Tak jarang, imigran gelap dan pelaku penyelundupan itu ditangkap oleh aparat kepolisian Australia. Namun, pemerintah Negeri Kanguru itu merasa tidak sepadan dengan kepentingan Australia jika harus mengadili orang-orang Indonesia yang menyelundupkan orang. Lalu, pemerintah Australia meminta agar Indonesia bisa mengadili sendiri warga negaranya yang menyeludupkan orang.

"Jadi di situ ada kerja sama Indonesia-Australia sebenarnya," ucap Hikmahanto. "Padahal tindak pidana dilakukan di Australia, bukti-bukti di Australia. Mereka merasa terbebani jika harus memproses hukum para penyelundup."

Sisi positifnya, ujar Hikmahanto, orang-orang yang terlibat penyelundupan bisa diadili di negara asalnya, termasuk Indonesia.

Hubungan diplomasi
Beberapa peristiwa mendasari kerja sama Indonesia-Australia terkait keimigrasian. Misalnya, pada November 2009, sebanyak 61 imigran asal Timur Tengah kembali ditangkap aparat Kepolisian Daerah (Polda) Nusa Tenggara Timur (NTT) saat hendak diselundupkan ke Australia melalui Pulau Rote oleh seorang warga Indonesia.

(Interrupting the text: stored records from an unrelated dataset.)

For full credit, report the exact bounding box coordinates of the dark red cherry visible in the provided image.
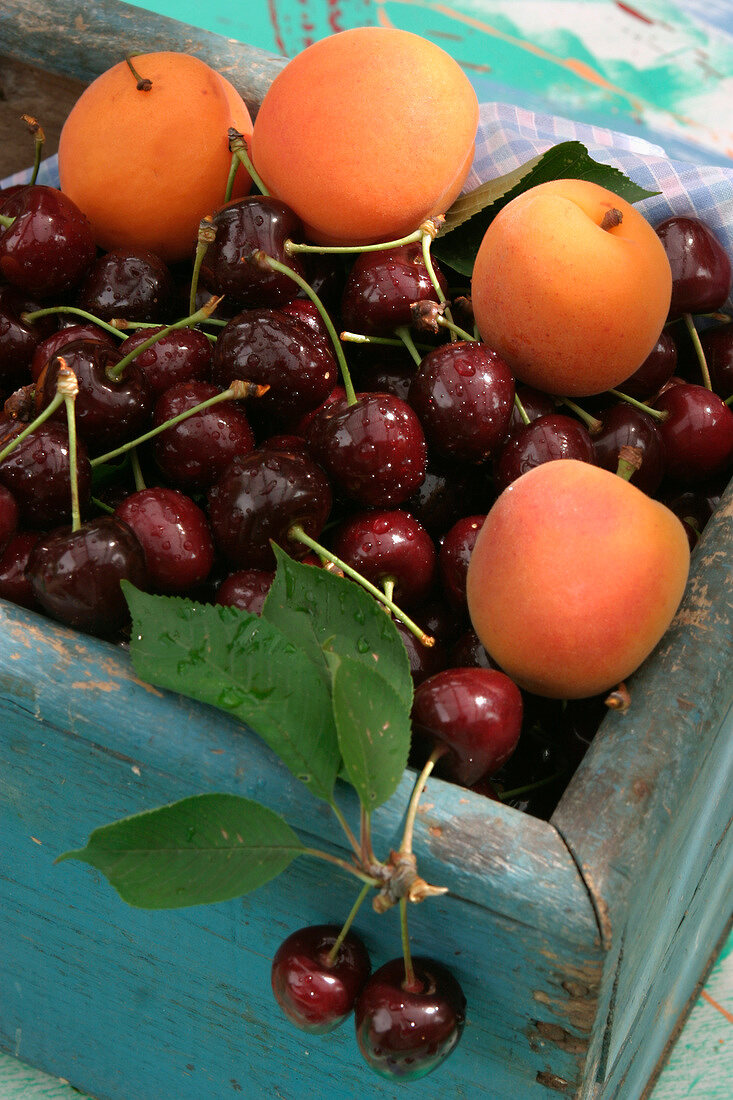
[0,184,97,298]
[331,508,437,609]
[495,413,595,492]
[26,516,146,637]
[216,569,275,615]
[306,393,427,508]
[654,384,733,484]
[354,956,466,1081]
[408,340,514,462]
[153,382,254,492]
[208,450,331,570]
[77,249,175,322]
[114,486,214,593]
[656,215,731,318]
[200,195,305,309]
[592,403,665,496]
[271,924,372,1035]
[114,326,214,397]
[413,667,523,787]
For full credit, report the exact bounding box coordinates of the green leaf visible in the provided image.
[123,582,341,801]
[56,794,304,909]
[431,141,659,276]
[327,650,411,813]
[262,547,413,707]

Pada Maret 2010, pemerintah Indonesia dan Australia sepakat untuk lebih mengintensifkan pembicaraan mengenai persoalan penyelundupan manusia atau people smuggling ke Australia melalui Indonesia. Usai dibentuknya UU Nomor 6 Tahun 2011, Australia mengatakan isu penyelundupan manusia sebagai tantangan baru dunia internasional dan mengajak Indonesia untuk terlibat mengatasinya.

Terkait hal ini, pemerintah membenarkan adanya hubungan diplomasi dengan negara asing. Aturan-aturan dalam UU Keimigrasian ini, sambung Alif, dengan tegas mengatur mengenai dinamika perkembangan yang terjadi dalam masyarakat. Salah satunya, aspek ketatanegaraan yang implementasinya untuk persamaan hak dan kewajiban bagi setiap WNI. "Terdapat hubungan diplomasi antara Indonesia dengan beberapa negara asing," ujar Alif.

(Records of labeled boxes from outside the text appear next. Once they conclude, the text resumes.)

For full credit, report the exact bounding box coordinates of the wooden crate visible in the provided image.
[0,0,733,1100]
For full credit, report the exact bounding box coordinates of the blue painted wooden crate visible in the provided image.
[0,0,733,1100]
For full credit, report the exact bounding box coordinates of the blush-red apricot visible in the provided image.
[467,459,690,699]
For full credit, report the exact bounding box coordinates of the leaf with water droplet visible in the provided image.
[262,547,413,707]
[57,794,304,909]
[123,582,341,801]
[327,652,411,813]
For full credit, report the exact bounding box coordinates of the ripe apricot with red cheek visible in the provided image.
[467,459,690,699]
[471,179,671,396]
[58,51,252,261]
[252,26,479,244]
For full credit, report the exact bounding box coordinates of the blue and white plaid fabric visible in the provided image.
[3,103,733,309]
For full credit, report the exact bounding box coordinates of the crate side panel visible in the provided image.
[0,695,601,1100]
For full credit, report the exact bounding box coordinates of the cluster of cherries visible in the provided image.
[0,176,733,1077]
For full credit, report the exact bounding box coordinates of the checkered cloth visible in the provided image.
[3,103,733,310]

Kendati demikian, Hikmahanto tidak menampik adanya keunggulan lain dalam UU Keimigrasian ini. Warga negara Indonesia yang melakukan tindak pidana lalu kabur ke luar negeri, paspornya bisa ditarik oleh pemerintah. Dengan demikian, diharapkan negara penerima dapat menindak tegas pelaku itu dengan pelanggaran kemigrasian dan segera mengembalikannya ke Indonesia.

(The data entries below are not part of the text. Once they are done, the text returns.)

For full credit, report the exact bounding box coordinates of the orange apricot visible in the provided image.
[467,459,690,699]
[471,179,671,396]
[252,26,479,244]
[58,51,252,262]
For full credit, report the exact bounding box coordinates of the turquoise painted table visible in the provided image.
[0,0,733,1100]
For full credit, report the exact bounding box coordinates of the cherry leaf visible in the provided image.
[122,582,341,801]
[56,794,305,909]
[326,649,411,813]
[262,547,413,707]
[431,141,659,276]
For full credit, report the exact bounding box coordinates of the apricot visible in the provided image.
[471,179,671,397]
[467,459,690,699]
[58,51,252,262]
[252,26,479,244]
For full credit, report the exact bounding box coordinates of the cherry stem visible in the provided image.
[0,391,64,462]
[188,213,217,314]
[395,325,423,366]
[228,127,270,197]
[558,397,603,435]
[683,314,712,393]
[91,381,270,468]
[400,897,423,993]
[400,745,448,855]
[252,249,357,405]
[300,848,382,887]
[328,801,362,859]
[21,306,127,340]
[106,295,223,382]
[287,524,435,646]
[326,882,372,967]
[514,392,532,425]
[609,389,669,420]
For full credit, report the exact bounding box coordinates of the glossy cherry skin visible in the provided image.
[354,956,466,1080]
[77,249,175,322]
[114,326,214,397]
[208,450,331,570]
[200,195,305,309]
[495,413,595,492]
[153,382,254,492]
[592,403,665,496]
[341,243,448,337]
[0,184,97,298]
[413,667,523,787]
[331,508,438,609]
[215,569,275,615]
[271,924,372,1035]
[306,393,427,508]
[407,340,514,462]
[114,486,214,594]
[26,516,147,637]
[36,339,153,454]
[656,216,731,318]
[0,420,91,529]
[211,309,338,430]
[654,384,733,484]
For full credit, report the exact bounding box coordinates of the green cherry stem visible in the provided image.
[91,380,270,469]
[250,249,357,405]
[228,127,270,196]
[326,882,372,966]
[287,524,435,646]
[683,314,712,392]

"Jadi negara lain tidak perlu repot memproses WNI karena suatu kejahatan tertentu, melainkan cukup memproses karena adanya pelanggaran keimigrasian," tegas Hikmahanto. "Tantangannya adalah kalau ada yang seperti Nazaruddin atau Gayus Tambunan, menggunakan paspor asli tapi palsu. Paspornya dibuat oleh oknum di instansi resmi, fotonya sama, tapi namanya beda."